Here are brief thoughts on some of the events taking place around Franklin County and the North Quabbin area.
Regardless of how Greenfield residents feel about the City Council’s decision to approve a new $19.5 million library, and in a compromise deal, relaxed commercial zoning, one has to admire the turnout at Wednesday’s meeting.
Not only was Greenfield High School’s cafeteria standing-room only, but the fire chief also had to find overflow space for people who wanted to see the action first-hand.
Yes, this was not your ordinary council meeting, but we encourage this kind of citizen interest and participation in the city’s other concerns.
Police say a man’s life was saved when passers-by stopped to give assistance after he was involved in a recent two-vehicle crash on Route 2 in Shelburne.
The good Samaritans helped the man escape his pickup before it caught fire.
Three or four people got his truck back on its wheels, and then one used a hammer to break a window so the man could escape. A passing truck driver put out the fire with an extinguisher.
These people did the right thing at the right time for someone in trouble. Kudos for them.
Thanks to a grant through the Montague Police Department, shop teachers at Franklin County Technical School learned how to apply tourniquets and pack a wound in a recent workshop.
How valuable is this training? Here is a grim fact: it would take six or seven minutes for an ambulance to arrive at the school. Yes, that is a fast response, but in actuality, it would take under five minutes for a person to bleed out after sustaining a life-threatening injury.
As Greenfield firefighter Brian Godin told the shop teachers, “We want you to be able to save someone’s life, and, like the title of this course, stop the bleed.”
We hope it never comes to that, but we are pleased shop teachers would be prepared should a serious injury occur in class.
Orange will go Hollywood once again when actors and film crews for the “Castle Rock” television series return sometime this year, and it is transformed into the mythical Maine town created by novelist Stephen King.
Last week, Hulu released who will be in the cast and a bit about the plot. Season 2 draws on King’s novel, “Misery,” which featured Annie Wilkes, a nurse gone bad who kept author Paul Sheldon prisoner in her house. This time Annie pays a visit to Castle Rock aka Orange.
It’s not every day a town gets to have a starring role in a television series.

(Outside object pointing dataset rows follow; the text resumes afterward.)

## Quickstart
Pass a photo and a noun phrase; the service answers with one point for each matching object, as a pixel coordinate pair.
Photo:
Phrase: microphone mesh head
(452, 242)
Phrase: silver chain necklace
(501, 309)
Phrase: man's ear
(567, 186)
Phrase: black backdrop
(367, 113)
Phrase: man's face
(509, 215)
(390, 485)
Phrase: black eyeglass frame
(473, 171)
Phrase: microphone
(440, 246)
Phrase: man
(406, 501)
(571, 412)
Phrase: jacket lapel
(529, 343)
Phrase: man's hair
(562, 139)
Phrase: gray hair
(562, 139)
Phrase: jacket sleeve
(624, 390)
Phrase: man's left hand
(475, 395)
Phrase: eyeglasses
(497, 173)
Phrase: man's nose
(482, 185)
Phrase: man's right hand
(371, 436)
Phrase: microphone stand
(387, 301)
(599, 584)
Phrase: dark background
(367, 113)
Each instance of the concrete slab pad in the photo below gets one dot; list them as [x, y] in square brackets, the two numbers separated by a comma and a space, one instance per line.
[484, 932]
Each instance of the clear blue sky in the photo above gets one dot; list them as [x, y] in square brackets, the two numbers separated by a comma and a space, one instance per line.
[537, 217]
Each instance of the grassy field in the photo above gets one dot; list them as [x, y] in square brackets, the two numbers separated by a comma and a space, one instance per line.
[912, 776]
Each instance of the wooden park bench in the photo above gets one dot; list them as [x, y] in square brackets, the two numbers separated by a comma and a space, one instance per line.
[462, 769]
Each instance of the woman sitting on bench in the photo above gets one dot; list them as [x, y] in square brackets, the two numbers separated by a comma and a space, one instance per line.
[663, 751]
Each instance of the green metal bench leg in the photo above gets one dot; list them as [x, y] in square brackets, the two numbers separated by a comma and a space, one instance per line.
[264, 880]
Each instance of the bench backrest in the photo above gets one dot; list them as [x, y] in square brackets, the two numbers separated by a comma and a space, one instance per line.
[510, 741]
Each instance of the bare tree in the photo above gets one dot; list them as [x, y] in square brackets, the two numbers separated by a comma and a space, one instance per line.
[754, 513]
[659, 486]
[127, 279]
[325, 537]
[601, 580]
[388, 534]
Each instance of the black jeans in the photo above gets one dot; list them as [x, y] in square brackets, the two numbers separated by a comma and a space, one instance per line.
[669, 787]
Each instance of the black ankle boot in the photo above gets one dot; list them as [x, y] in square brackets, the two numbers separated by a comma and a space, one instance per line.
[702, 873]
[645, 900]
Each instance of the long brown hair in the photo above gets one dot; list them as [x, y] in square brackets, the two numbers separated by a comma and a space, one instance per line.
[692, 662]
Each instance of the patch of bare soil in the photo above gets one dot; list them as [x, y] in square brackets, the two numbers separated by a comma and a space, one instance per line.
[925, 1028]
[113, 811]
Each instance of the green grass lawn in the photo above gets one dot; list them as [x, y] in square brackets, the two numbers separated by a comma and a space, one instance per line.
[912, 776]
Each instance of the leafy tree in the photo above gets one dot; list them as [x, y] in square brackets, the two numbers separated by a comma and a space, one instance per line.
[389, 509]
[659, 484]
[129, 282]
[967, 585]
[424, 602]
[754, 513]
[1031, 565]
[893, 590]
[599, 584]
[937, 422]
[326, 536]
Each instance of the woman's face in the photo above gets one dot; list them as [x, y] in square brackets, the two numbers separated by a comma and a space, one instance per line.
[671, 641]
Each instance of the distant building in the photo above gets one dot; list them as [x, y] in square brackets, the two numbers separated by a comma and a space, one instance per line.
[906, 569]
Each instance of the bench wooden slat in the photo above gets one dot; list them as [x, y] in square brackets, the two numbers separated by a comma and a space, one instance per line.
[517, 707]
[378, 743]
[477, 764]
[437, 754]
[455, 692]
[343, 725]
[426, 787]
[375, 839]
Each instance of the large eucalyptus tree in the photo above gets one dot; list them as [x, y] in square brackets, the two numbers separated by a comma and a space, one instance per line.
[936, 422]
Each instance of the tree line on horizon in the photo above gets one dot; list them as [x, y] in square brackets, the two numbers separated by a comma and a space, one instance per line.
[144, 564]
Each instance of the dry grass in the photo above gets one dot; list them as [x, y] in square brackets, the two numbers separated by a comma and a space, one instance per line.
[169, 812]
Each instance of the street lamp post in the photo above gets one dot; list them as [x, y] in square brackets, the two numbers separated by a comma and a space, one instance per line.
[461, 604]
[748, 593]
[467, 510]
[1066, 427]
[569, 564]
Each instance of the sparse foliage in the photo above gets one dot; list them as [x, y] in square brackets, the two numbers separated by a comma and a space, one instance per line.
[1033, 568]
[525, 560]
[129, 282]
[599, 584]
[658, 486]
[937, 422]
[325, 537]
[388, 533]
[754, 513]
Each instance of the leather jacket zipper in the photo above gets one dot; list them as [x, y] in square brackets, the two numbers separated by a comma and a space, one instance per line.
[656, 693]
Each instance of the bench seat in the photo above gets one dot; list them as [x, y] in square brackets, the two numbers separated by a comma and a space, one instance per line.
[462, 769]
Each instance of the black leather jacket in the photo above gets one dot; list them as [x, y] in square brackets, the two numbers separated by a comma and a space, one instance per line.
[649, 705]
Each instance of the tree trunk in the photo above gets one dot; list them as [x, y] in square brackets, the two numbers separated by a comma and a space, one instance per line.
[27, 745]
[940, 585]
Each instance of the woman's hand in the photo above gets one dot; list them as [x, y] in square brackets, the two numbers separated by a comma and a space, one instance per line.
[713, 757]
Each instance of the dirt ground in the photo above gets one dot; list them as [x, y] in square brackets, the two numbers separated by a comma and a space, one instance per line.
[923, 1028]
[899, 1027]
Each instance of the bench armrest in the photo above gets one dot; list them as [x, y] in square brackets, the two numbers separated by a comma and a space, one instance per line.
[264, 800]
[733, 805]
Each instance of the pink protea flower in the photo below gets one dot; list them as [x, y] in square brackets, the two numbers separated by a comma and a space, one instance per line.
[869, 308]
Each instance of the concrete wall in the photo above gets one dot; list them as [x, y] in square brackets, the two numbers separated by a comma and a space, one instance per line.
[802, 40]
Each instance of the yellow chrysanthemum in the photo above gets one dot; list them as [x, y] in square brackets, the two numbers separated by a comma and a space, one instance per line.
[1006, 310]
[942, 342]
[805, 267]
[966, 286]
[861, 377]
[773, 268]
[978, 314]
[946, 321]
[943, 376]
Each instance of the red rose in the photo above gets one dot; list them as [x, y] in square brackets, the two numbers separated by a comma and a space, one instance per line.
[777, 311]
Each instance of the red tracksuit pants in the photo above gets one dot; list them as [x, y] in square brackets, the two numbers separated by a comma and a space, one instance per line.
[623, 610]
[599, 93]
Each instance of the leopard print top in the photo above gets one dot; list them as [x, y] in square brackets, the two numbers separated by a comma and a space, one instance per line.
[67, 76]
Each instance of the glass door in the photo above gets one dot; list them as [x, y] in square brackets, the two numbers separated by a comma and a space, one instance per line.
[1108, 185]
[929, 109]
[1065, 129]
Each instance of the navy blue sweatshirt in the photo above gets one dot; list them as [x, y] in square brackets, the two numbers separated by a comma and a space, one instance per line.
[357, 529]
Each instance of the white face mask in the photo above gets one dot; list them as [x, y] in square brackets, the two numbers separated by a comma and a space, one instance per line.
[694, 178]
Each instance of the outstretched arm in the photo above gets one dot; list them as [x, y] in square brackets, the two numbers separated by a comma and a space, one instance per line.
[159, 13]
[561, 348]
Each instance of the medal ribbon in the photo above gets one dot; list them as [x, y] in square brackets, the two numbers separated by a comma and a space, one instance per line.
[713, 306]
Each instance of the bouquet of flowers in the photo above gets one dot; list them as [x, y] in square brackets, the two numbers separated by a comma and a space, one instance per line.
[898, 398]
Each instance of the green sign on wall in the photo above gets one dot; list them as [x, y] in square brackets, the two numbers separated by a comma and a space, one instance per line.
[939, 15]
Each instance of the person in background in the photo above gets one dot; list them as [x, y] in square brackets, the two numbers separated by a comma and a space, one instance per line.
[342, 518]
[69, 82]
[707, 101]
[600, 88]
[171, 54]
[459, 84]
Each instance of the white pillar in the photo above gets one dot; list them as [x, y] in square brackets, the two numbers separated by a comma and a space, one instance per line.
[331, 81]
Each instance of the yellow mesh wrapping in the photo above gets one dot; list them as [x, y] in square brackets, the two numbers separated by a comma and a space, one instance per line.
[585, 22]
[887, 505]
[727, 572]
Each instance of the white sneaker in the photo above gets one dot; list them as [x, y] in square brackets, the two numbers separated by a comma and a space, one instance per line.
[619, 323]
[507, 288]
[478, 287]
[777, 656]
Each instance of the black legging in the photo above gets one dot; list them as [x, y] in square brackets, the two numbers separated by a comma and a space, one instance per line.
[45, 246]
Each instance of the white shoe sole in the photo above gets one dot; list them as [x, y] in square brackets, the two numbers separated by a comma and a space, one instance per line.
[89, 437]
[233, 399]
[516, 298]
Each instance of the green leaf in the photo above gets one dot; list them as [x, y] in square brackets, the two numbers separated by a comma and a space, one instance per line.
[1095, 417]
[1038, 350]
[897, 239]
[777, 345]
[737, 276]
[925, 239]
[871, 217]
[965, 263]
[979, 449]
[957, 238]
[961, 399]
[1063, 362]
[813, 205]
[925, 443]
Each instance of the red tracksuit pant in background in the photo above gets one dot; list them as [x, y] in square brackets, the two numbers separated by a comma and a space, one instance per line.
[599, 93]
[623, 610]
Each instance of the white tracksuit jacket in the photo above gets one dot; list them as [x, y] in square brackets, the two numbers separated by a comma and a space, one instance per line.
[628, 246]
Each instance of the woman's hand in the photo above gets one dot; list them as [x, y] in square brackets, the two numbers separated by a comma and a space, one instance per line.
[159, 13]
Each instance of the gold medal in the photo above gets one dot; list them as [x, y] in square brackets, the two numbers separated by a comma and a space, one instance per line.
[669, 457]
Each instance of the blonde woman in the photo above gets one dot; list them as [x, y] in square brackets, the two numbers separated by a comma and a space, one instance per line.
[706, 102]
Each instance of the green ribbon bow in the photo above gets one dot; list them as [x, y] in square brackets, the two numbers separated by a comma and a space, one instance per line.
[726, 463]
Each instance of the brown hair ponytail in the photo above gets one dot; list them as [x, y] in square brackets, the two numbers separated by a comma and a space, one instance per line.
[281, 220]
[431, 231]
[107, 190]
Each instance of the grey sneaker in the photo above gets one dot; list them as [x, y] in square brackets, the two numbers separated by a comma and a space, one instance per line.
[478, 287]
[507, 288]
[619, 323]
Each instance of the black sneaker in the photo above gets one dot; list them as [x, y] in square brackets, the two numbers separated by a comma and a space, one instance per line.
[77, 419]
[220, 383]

And we hope its production will benefit the Orange community, including its businesses.
For the past several weeks, we’ve printed stories about the educators who have been singled out for Pioneer Valley Excellence in Teaching Awards.
Since 2003, the Harold Grinspoon Charitable Foundation annually honors outstanding western Massachusetts teachers in Franklin, Hampshire, and Hampden counties. The administration of each school district makes the nominations.
We are impressed at the quality of work these teachers do, often for students who need more specialized education.
Many of us have had teachers who were a big influence on our lives. We have fond memories learning in their classrooms.
So, we are glad the Harold Grinspoon Charitable Foundation recognizes the accomplishments of local teachers with a cash prize, course tuition and other rewards, plus a gala reception.
Along with longer days, steam rising from area sugar houses is a sure sign of spring.
We admire the fortitude, dedication and optimism of maple sugarers who are at the mercy of Mother Nature. After all, sugarers need a consistent run of daytime temperatures above freezing and nighttime temperatures below, so the sap from maple trees flows just right.
Sugarers also have to contend with varmints gnawing on the tubing that collects sap from the tapped trees and long hours, sometimes well into the night, as they boil sap into syrup.
Some sugar houses even have restaurants serving breakfast and the syrup they’ve made. Others sell their bottled syrup and other maple products.
We encourage folks to support local sugarers and buy local. Keep that tradition flowing.